Nuclear Shipping Thought Leadership by James Martin, JBP, Director of Public Affairs
Three key factors are driving major players in the shipping and energy sectors to look carefully at options for nuclear propulsion of large ocean-going vessels, these include the drive to net zero, cost and risks around security.
Firstly looking at the drive to net zero, whilst shipping is excluded from the 2015 Paris Agreement, last year’s Cop 26 in Glasgow clearly demonstrated how it will move increasingly to the centre of the action. Twenty-five Governments, including the USA, Japan and UK, have now signed the Clydebank Agreement, which aims to establish zero-emission corridors for shipping. The Clydebank Agreement is far from universal, or from creating a copper-bottomed requirement that only zero-emission ships can trade between signatory countries. But it does signal a clear direction of travel, which the International Maritime Organisation is already running with, which will only be accelerated by the other two factors driving development, related to energy.
Second, the cost of maritime fuel – ‘bunker’ – which by some measures has increased by nearly 60% since the start of the year.
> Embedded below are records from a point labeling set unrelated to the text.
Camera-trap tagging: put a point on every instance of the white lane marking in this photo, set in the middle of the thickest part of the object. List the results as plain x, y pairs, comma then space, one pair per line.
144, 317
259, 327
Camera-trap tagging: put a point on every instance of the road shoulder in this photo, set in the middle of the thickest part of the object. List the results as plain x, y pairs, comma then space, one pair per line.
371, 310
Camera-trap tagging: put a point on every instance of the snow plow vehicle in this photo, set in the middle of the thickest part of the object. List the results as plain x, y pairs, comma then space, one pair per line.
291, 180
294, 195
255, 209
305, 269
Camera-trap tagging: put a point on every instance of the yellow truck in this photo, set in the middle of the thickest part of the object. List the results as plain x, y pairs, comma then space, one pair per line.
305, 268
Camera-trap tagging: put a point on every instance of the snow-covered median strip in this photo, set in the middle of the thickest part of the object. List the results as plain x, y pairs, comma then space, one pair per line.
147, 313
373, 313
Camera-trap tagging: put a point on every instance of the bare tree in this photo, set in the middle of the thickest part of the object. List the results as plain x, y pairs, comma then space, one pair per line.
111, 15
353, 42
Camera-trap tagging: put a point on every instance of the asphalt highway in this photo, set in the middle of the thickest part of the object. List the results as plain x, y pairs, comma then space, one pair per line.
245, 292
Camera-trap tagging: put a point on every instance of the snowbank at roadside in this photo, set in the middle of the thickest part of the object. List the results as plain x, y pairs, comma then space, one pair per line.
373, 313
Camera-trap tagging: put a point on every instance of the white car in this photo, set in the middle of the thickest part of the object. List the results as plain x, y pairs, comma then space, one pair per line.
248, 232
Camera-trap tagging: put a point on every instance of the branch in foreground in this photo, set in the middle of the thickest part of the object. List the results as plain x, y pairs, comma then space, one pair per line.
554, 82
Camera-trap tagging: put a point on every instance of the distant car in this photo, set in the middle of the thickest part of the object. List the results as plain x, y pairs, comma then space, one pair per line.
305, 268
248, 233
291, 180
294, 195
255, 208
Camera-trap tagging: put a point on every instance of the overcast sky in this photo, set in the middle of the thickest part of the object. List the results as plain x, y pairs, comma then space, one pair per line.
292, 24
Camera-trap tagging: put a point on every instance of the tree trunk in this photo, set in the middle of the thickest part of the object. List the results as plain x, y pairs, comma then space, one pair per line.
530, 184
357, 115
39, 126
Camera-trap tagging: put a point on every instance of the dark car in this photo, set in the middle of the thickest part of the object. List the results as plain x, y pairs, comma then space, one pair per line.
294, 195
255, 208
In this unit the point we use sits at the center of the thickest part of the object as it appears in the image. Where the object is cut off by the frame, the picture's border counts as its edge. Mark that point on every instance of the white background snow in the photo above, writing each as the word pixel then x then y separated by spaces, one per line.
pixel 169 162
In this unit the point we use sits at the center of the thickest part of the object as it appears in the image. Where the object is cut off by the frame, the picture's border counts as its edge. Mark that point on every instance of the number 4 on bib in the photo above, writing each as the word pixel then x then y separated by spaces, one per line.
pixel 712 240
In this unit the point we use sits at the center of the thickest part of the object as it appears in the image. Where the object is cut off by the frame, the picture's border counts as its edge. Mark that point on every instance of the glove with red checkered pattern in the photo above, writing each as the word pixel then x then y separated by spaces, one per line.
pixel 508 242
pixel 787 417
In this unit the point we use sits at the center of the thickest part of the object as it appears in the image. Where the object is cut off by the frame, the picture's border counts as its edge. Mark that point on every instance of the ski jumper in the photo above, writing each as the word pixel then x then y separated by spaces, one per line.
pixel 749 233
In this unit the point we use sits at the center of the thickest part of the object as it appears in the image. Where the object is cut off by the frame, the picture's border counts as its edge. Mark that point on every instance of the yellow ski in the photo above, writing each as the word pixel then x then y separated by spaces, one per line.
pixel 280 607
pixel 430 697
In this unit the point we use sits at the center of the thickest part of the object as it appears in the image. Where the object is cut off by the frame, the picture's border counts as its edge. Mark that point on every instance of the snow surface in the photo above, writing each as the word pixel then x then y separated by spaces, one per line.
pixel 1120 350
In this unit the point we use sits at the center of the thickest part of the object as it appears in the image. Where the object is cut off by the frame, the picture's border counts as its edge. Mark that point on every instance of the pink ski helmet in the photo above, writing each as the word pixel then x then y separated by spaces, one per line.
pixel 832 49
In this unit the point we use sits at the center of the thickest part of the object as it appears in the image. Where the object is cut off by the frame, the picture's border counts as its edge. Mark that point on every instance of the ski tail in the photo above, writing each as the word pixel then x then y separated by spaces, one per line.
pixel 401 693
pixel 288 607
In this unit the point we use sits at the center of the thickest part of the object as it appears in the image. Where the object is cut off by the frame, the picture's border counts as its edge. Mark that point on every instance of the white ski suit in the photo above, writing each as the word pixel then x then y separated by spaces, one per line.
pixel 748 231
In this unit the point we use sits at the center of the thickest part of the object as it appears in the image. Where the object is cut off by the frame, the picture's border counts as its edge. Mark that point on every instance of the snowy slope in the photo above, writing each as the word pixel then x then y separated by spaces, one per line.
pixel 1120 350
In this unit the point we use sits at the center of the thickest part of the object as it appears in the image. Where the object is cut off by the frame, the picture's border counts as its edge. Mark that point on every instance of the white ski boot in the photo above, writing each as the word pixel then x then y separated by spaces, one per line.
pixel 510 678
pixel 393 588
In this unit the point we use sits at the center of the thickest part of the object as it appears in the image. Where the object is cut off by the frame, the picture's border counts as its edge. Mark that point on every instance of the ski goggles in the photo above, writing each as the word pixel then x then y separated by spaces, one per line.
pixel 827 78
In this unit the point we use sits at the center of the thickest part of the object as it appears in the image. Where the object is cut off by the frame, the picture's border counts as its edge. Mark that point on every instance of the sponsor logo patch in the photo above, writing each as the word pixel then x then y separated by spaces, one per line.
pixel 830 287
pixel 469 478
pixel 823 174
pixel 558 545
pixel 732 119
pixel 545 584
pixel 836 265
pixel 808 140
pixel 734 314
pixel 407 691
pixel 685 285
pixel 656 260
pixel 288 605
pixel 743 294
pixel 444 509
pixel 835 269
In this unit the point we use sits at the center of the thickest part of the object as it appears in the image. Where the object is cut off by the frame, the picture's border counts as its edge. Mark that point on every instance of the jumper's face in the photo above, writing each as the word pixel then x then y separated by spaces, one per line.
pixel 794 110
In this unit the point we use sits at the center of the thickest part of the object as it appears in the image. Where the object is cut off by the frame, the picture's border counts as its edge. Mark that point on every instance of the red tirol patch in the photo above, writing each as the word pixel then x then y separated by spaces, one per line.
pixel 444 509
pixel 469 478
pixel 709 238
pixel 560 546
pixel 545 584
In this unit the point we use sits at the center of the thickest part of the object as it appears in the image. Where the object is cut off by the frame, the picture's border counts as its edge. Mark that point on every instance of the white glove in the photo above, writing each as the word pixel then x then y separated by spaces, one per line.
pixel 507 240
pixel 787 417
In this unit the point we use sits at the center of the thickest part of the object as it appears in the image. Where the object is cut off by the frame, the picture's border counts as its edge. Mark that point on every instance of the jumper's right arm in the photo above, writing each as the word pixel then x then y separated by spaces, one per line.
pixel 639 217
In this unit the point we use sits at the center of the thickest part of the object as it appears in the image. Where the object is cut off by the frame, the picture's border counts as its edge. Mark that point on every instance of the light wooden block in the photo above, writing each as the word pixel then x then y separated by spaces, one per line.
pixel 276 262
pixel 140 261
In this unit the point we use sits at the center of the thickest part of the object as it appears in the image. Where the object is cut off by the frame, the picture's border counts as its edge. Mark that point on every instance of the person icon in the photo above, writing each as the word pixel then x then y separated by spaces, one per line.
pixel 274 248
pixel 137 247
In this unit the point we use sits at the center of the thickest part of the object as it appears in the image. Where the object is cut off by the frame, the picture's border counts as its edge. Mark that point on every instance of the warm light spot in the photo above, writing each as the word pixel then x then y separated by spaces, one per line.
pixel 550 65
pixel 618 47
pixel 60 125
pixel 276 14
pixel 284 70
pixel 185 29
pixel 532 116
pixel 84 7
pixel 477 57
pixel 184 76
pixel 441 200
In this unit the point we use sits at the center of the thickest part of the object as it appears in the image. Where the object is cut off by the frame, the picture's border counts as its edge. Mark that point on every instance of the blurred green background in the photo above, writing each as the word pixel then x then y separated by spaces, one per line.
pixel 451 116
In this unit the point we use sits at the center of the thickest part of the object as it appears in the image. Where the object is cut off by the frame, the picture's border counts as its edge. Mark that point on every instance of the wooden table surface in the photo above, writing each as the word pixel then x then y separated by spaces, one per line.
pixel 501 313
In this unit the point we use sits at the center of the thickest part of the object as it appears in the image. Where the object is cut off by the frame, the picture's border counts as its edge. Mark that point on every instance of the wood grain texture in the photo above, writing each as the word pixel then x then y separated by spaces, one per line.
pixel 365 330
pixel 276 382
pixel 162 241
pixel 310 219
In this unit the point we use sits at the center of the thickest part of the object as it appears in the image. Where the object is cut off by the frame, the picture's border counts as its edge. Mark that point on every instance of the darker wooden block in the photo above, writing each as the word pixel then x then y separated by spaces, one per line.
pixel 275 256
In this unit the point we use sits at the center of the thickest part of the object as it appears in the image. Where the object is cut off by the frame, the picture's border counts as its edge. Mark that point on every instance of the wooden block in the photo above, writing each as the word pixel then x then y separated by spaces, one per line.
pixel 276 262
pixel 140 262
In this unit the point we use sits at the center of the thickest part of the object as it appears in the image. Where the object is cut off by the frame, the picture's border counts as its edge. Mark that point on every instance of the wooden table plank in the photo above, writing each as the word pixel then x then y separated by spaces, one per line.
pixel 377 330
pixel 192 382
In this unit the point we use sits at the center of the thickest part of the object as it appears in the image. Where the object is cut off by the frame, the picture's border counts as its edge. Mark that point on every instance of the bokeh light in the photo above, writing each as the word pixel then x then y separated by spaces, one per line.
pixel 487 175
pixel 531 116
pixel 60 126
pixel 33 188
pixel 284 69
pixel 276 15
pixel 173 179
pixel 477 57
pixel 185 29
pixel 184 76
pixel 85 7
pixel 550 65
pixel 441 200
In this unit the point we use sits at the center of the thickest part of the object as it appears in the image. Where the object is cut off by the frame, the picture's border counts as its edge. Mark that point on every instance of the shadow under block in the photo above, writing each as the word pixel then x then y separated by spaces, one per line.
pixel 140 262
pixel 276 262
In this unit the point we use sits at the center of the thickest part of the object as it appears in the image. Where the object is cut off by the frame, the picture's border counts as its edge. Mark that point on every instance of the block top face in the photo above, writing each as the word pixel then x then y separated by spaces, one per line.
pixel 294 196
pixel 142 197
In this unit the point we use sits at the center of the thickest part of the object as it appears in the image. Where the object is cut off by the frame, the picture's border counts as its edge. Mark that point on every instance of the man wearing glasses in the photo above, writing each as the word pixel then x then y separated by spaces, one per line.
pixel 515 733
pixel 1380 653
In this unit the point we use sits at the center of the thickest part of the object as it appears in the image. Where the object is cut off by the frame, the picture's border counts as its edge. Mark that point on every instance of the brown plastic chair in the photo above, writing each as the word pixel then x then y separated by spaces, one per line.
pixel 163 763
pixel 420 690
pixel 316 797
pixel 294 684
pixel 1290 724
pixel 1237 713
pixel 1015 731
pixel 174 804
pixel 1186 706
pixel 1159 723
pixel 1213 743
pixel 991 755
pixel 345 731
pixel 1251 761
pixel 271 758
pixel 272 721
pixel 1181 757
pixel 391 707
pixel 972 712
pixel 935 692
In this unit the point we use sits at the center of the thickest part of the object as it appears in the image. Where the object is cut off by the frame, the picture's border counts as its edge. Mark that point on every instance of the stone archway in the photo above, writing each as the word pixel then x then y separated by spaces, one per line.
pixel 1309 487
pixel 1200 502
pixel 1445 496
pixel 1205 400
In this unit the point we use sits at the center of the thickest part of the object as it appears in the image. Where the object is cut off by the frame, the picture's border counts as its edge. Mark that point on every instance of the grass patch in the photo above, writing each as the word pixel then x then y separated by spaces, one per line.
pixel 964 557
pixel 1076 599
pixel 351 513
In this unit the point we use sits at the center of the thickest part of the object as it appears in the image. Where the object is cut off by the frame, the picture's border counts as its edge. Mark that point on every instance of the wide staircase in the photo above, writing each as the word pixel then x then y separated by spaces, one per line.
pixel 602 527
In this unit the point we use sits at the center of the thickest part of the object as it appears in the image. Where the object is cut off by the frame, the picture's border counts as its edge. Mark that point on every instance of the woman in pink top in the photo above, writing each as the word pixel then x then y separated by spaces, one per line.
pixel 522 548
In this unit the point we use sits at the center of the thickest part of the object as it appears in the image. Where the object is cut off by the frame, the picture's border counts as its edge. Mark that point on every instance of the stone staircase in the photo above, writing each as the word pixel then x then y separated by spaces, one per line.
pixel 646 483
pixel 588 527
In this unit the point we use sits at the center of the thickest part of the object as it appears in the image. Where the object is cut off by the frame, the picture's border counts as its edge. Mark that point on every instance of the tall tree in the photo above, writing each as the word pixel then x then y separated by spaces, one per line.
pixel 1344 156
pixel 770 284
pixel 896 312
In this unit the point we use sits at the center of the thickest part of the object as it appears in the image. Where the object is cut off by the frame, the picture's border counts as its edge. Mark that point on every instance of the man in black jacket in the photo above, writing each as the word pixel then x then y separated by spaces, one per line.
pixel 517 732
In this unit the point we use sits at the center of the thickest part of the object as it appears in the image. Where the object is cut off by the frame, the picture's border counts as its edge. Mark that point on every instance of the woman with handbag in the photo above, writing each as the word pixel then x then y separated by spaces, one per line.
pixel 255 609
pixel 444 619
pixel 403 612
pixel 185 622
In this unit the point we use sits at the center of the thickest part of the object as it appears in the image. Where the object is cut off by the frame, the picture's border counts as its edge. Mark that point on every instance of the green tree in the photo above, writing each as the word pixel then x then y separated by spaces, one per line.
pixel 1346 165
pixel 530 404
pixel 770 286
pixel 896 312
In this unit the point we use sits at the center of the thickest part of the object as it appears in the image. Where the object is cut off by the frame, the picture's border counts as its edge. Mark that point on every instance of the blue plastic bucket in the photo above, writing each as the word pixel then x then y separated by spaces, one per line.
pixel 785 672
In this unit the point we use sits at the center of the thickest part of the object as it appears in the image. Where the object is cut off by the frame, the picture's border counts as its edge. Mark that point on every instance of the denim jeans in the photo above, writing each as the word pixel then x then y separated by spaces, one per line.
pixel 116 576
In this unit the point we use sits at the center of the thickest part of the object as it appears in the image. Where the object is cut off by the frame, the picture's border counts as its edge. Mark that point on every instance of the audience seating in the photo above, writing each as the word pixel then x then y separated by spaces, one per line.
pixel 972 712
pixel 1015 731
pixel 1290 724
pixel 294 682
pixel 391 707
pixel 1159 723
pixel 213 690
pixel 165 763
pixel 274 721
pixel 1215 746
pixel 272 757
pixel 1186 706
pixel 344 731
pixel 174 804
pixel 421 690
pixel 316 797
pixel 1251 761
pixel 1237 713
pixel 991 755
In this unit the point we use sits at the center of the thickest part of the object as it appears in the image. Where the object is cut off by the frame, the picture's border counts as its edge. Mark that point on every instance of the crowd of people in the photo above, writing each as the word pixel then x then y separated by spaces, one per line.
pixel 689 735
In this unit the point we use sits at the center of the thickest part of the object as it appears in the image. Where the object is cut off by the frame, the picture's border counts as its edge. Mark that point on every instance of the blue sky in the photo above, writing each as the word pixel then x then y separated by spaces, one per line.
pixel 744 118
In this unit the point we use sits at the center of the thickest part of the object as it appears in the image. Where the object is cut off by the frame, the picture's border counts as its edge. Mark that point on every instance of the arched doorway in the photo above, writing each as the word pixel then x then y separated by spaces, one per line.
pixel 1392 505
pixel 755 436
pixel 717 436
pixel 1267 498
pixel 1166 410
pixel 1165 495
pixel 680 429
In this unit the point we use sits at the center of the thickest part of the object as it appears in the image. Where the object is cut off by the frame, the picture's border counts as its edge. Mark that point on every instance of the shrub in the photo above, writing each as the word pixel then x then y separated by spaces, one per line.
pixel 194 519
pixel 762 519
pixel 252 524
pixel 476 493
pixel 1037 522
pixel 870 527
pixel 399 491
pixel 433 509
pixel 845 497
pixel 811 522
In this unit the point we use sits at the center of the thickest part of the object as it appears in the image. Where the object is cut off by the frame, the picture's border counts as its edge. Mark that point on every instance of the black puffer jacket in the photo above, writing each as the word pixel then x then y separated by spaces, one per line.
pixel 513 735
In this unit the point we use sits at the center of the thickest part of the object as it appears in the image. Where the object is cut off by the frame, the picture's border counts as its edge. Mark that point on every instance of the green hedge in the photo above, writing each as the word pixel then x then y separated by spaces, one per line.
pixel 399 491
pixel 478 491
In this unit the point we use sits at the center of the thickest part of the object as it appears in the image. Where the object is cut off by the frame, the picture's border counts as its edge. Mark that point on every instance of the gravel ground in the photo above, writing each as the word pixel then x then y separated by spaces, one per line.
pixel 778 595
Third, and a key driver of the price rises, is the risks around the security of supply caused by the military action in Ukraine and wider international problems.
However, these factors are not unique to shipping and are driving many sectors to carefully consider the merits of a new generation of nuclear power. Objectively, it makes a lot of sense – whilst there is a disposal issue, nuclear provides extremely low emissions; to a large extent removes the need for ongoing fuel costs; and limits reliance on potentially unstable maritime fuel supplies.
We know that there is an appetite for this kind of technology and that there are a huge number of expert companies working on possible solutions, but there are still barriers and ones which need Government action. Governments across the globe need to work on four main strands: supporting the technology development, supporting installation costs, supporting the portside infrastructure needs and delivering the right regulatory framework.
If they can achieve these, then the prize will be massive in terms of net-zero and wider environmental and energy security implications and, at a national level, becoming a true global scientific and exporting superpower.